Taking on a hefty and veritable name, Underground (UG) has thrived as a proverbial shelter from the storm, a habitué for artists and art enthusiasts in a meeting of minds that look for something beyond the usual fare of a painting and into the brave and unconventional, extraordinary and vanguard. In a fortuitous setting albeit brought on by hard work and entrepreneurial savvy, owner Manny de Castro has UG in a host of defining circumstances that only sees his endeavor progress – finding a space for exhibitions in the below ground level of a landmark Makati building, and deciding on a gallery name taken from the spirited and iconic song by The Jam with a battle cry that goes, “but I want nothing this society’s got.” The advocacy just spills over.
At the time of writing, UG marked its inaugural calendar of exhibitions that saw critically memorable exhibitions straddling various points of the spectrum. Artists of various ranks and pedigrees were brought together working toward a common goal in thematic exhibitions organized and conceptualized by artist-curators. “Babel”, organized by Nice Buenaventura, was participatory in nature as wooden blocks were handed to artists to be worked on as one saw it fit and necessary, according to personal artistic dispositions and viewpoints. It gave credence to a probable view of how we respond to the urbanization of our times, chronicling its pitfalls and triumphs. In “Bangkal Paintings”, conceptual artist and curator Nilo Ilarde brought in a cornucopia of seemingly “anonymous” paintings bought from the thrift market district of Bangkal in Makati and gave license to painters and artists to choose and/or assigned paintings for each to interact on the given and existing painting image. The initiative challenged many levels of art making in terms of its inherent processes and up to its receiving end in being accepted by a collecting market.
UG has taken pride in launching first solo exhibitions by protégé artists in James Esguerra and Potti Lesaguis. In the same vein, a two-person exhibition by Nicole Tee and Gale Encarnacion focused on the intricacies of the dialogue between object, material and idea that tapped on the impetus of questioning and addressing the inherent stories of art making.
Perhaps indicative of fostering contrasting attitudes, UG held an exhibition of photographs by Luis Martinez that portrayed musicians and singers of the celebrity caliber as the artist took their portraits while watching in their live concert performances. In a positively controversial outing, artist Felix Bacolor somewhat crucified himself on the gallery’s walls using only duck tape and allowed himself to be on sensational display for a relative marathon duration of time that elicited opinions and enthrallments from the gallery passerby.

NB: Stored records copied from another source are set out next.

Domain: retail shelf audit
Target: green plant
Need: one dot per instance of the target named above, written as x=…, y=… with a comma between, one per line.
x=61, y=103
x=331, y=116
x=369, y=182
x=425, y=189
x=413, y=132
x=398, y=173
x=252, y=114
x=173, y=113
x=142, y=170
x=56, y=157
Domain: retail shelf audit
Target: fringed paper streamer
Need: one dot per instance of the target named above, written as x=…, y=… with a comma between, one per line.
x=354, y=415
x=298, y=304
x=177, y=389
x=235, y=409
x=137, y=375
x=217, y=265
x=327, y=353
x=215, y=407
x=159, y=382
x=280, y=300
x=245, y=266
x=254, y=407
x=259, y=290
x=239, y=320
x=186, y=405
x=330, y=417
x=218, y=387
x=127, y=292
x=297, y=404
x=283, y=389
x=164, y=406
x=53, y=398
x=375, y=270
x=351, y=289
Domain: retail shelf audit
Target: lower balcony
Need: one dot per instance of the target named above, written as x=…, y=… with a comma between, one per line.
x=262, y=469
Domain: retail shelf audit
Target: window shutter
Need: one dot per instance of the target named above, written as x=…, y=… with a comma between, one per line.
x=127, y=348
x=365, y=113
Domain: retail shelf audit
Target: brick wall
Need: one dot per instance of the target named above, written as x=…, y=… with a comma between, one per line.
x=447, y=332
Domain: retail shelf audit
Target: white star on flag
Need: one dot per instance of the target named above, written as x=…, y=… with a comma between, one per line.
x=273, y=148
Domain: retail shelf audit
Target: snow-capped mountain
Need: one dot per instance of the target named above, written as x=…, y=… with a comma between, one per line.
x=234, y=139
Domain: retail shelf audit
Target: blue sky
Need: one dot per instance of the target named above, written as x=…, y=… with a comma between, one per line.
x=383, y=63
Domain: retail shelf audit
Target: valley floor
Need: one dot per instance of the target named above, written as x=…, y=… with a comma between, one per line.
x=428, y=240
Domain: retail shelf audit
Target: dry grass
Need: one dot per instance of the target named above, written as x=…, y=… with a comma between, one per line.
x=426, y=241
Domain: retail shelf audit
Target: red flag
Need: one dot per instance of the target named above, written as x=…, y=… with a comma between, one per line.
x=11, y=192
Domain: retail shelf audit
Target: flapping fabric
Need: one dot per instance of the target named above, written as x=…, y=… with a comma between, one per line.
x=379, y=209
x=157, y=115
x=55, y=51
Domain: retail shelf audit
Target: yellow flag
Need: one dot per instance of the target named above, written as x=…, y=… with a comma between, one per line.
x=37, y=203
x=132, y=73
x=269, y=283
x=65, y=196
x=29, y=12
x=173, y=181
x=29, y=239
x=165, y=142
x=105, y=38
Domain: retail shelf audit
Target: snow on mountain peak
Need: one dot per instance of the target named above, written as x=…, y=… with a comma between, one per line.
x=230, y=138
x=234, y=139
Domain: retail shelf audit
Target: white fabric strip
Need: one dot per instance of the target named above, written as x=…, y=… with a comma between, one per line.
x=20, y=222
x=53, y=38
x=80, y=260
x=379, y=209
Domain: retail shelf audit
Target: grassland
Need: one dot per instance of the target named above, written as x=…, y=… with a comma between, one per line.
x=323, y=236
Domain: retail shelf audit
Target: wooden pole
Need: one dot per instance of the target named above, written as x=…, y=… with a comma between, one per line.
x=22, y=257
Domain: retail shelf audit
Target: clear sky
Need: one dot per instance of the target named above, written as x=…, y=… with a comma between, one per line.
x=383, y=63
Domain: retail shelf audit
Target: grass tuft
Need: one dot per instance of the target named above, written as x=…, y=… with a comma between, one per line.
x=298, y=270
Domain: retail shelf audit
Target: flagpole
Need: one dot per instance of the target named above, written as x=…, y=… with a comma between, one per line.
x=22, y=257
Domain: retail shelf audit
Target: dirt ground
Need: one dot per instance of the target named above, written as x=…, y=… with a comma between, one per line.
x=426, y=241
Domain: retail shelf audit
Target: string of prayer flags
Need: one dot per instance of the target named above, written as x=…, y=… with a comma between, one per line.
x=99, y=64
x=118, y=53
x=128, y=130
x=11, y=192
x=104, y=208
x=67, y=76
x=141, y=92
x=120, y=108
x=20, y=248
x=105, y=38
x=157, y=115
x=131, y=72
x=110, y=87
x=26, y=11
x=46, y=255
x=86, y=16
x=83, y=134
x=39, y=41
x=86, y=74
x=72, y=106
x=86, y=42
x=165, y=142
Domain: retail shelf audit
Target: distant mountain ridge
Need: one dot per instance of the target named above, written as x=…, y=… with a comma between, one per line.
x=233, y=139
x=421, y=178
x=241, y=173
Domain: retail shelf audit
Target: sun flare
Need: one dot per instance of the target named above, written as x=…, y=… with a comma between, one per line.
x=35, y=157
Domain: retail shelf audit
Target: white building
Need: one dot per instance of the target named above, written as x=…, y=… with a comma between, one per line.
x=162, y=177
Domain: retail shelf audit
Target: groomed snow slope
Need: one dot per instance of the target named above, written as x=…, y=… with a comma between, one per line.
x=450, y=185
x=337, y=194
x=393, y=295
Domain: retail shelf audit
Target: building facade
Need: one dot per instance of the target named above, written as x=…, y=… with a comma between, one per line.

The norm of painting was given its due spotlight. Alvin Villaruel gave rendition to his signature style of blurred images that referenced the great Gerhard and paints chosen scenes on aluminum surfaces that explore the ambient quality of these and its resulting effect on the depicted scene. Japanese artist Atsuko Yamagata had a suite of luminous non-representational works on paper that are delivered using traditional inks and cutouts that plotted the psychological and poetic structures of perceived space. Gino Bueza, Zean Cabangis and Don Dalmacio sought to pursue painting formats in lieu of its past tense and understanding its significance through its reconstruction and reconfigured formations.
In another artistically difficult exhibition by a classy artist in his mid-career years, Juan Alcazaren’s paintings cum assemblages seem to define the aesthetic path the gallery is taking. This is about the endorsement and recombining of painting mediums, found objects and manipulated materials. These juxtapositions shed light on recent past histories and lineages, therefore defining influences and beliefs. This is a base for a pursuit that can only be about serious art making in its purest, and its arbitrated public appreciation.
With all of these as the tip of the iceberg of the banquet table, Underground espouses an interesting mix of aesthetic works that limber toward giving artists their due leeway to explore riskier ideas and concepts. Underground has concluded a brilliant year with a roster of almost a double dozen shows, a prolific resume for any upstart or even established gallery to follow. On an offbeat day, a visitor can walk into the gallery and catch owner de Castro and close colleagues listening to vinyls on hi-fi turntables and amps, talking about the recesses of the liner notes that go with these records. Then in a flash bit, the art biz is on the agenda. It is easy to call the Underground home.